O Feminismo possui uma história longa, surgiu primeiro nos Estados Unidos no final dos anos 60 e depois na Europa no início da década de 70, e desde a década de 90 (“espalhado, distinto e multifacetado, ativo”) está em constante expansão pelo mundo (não tenho espaço físico aqui para descoser sobre a expansão, inclusive porque é complexa) em diversas correntes. Eu vou falar rapidamente, tecer apenas algumas considerações sobre o assunto, até porque não é pretensão esgotar o mesmo, ou com o disse Butler “A complexidade do conceito de gênero exige um conjunto interdisciplinar e pós-disciplinar de discursos, com vistas a resistir à domesticação acadêmica dos estudos sobre o gênero ou dos estudos sobre as mulheres, e de radicalizar a noção de crítica feminista”, e não é nossa finalidade esgotar esse assunto e sim fomentá-lo.

Por que “feminismo” e não feminino? O feminismo é um posicionamento, um Modus operandi , um agir político, dessa maneira passa a ser refletido, pensado no plural, para afiançar a abrangência das diferenças nas relações de poder, vivenciadas entre mulheres que cultivam interesses múltiplos e, muitas vezes, até contraditórios.
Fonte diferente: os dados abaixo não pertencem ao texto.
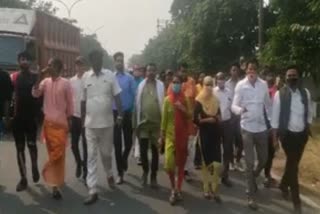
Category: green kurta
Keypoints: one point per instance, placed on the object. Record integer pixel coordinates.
(149, 126)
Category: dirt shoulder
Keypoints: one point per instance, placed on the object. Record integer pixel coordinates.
(309, 171)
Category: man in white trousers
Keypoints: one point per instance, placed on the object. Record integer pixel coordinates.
(100, 89)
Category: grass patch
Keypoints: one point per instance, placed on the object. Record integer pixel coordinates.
(309, 171)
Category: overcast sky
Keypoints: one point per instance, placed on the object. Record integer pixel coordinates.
(128, 24)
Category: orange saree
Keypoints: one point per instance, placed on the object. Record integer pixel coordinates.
(55, 136)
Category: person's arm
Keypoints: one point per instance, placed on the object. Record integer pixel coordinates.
(268, 103)
(69, 99)
(310, 113)
(275, 118)
(83, 101)
(236, 104)
(37, 89)
(116, 90)
(8, 98)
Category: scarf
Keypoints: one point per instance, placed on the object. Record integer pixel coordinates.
(209, 102)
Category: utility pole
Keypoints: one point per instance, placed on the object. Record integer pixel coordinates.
(69, 9)
(161, 23)
(261, 25)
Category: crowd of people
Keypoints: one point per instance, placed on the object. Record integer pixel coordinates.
(213, 124)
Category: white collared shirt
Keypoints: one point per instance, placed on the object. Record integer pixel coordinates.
(231, 85)
(225, 100)
(296, 119)
(254, 99)
(77, 91)
(99, 92)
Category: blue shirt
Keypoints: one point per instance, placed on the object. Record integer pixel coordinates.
(128, 86)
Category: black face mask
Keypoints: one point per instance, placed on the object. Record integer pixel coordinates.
(292, 81)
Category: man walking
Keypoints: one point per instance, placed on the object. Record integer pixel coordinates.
(237, 139)
(100, 89)
(251, 100)
(149, 103)
(291, 119)
(224, 96)
(269, 77)
(26, 109)
(6, 89)
(77, 129)
(127, 95)
(58, 109)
A meu ver a nossa luta é todo dia. É todo dia que precisamos fazer reflexão crítica em torno do simbólico na sociedade : nos nossos ambientes de militância política, no trabalho, na escola, na universidade, em casa, no lazer, “nas conversas com amigas e amigos, no tratamento que dispensamos às nossas filhas e aos nossos filhos, nas nossas relações afetivas em geral, etc” ( Oliveira 2013).

 Sim porque o machismo, tanto quanto o patriarcado, contraíram ao longo do tempo a destreza de “se transmudar sob os ares da neutralidade e da naturalidade”. Por isso defendo que necessitamos dar visibilidade às questões  de gênero, persistindo em apontar e/ou  criticar e até mesmo denunciar os acontecimentos que pareçam mais ingênuos, sem perder, ao mesmo tempo, a extensão propositiva dessa crítica, sem o abandono de apontar, enfim, novos caminhos a serem construídos.

 Para finalizar gostaria de citar Oliveira.[2] (2013) ao afirmar que o feminismo é libertário, do ponto de vista crítico, porque abaliza a parcialidade do discurso de liberação sexual das mulheres (e dos homens), assim como os seus efeitos opressivos e repressivos do ponto de vista social e cultural, de controle das nossas vidas e dos nossos corpos, de vigilância sobre os nossos desejos e de discriminação em relação aos nossos direitos.


[1] Doutora em Comunicação e Semiótica pela Pontifícia Universidade Católica de São Paulo (PUC/SP). Professora da Faculdade de Comunicação Artes e Letras (FACALE/ UFGD). Professora do Programa de Pós-Graduação em letras-UFGD. Pós-doutoranda pela UFMT no Programa de Estudos Contemporâneos. E-mailgicelmatorchi@ufgd.edu.br

[2] * Tatiana Oliveira é militante da Marcha Mundial das Mulheres do Rio de Janeiro, do núcleo feminista Rosa dos Ventos e doutoranda em Ciência Política pelo IESP-UERJ.